8-(3-Chloro-4-methoxybenzyl)-8H-pyrido[2,3-d]pyrimidin-7-one derivatives as potent and selective phosphodiesterase 5 inhibitors

A novel series of highly selective phosphodiesterase 5 (PDE5) inhibitors was found. 8H-Pyrido[2,3-d]pyrimidin-7-one derivatives bearing an (S)-2-(hydroxymethyl)pyrrolidin-1-yl group at the 2-position and a 3-chloro-4-methoxybenzyl group at the 8-position exhibited potent PDE5 inhibitory activities and high PDE5 selectivity over PDE6. Among the synthesized compounds, the 5-methyl analogue (5b) showed the most potent relaxant effect on isolated rabbit corpus cavernosum with an EC30 value of 0.85 nM.

Discovery of 2-[(E)-2-(7-fluoro-3-methylquinoxalin-2-yl)vinyl]-6-pyrrolidin- 1-yl-N-(tetrahydro-2H-pyran-4-yl)pyrimidin-4-amine hydrochloride as a highly selective PDE10A inhibitor

Phosphodiesterase (PDE) 10A is a dual hydrolase of cAMP and cGMP and highly expressed in striatal medium spiny neurons. Inhibition of PDE10A modulates the activity of medium spiny neurons (MSN) via the regulation of cAMP and cGMP. Signal control of MSN is considered associated with psychotic symptoms. Therefore PDE10A inhibitor is expected as a therapeutic method for psychosis disease such as schizophrenia.
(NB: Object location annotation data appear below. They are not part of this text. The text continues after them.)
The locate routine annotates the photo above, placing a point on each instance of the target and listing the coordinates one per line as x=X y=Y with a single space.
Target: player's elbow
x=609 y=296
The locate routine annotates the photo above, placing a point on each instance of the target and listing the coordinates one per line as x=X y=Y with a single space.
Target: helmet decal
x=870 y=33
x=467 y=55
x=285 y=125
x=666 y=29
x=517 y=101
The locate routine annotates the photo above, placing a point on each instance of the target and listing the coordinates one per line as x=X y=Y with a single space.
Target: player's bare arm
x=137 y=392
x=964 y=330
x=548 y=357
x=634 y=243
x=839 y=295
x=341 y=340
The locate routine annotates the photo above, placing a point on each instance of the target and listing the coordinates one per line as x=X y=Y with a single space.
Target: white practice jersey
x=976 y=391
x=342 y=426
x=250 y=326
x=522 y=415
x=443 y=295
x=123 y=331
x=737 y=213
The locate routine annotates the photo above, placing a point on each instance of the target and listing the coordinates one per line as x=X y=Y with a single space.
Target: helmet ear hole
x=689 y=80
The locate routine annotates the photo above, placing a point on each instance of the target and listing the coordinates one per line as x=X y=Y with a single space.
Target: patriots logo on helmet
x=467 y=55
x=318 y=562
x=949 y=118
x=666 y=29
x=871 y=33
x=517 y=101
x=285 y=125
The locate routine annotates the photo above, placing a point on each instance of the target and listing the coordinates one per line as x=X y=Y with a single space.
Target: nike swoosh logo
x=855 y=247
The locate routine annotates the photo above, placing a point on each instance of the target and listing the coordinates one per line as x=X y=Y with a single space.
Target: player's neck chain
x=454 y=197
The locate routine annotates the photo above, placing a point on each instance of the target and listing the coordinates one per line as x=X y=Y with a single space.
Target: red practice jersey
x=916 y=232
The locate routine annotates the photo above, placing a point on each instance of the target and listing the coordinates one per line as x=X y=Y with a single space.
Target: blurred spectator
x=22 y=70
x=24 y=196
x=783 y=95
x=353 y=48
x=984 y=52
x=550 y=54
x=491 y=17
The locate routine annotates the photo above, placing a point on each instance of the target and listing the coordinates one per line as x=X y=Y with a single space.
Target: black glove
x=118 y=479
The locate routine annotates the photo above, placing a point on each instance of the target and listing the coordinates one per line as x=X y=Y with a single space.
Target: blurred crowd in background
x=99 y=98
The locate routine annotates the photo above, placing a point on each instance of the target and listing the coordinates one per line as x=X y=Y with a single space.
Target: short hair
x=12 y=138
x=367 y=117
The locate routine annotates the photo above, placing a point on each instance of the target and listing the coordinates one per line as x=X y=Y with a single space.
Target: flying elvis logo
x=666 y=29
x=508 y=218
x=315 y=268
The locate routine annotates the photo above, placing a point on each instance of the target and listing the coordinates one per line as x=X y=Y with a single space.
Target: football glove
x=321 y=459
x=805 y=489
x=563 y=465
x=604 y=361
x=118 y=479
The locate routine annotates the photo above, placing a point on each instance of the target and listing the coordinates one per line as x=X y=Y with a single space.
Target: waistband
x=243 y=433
Avanafil (1) is a PDE5 inhibitor (treatment for erectile dysfunction) discovered by our company. We paid attention to the homology of PDE10A and PDE5 and took advantage of PDE5 inhibitor library to discover PDE10A inhibitors, and found a series of compounds that exhibit higher potency for PDE10A than PDE5. We transformed the afforded derivatives, which had weak inhibitory activity against PDE10A, and discovered stilbene as a PDE10A inhibitor. Brain penetration of this compound was improved by further conversion of N-containing heterocycles and their substituents. The afforded dimethylaminopyrimidine was effective for rat conditioned avoidance response (CAR) test; however, it did not exhibit good brain penetration. We performed in-depth optimization focusing on substituents of the quinoxaline ring, and produced 3-methyl-7-fluoro quinoxaline. This compound was the most effective in rat CAR test due to its strong PDE10A inhibitory activity and good pharmacokinetics.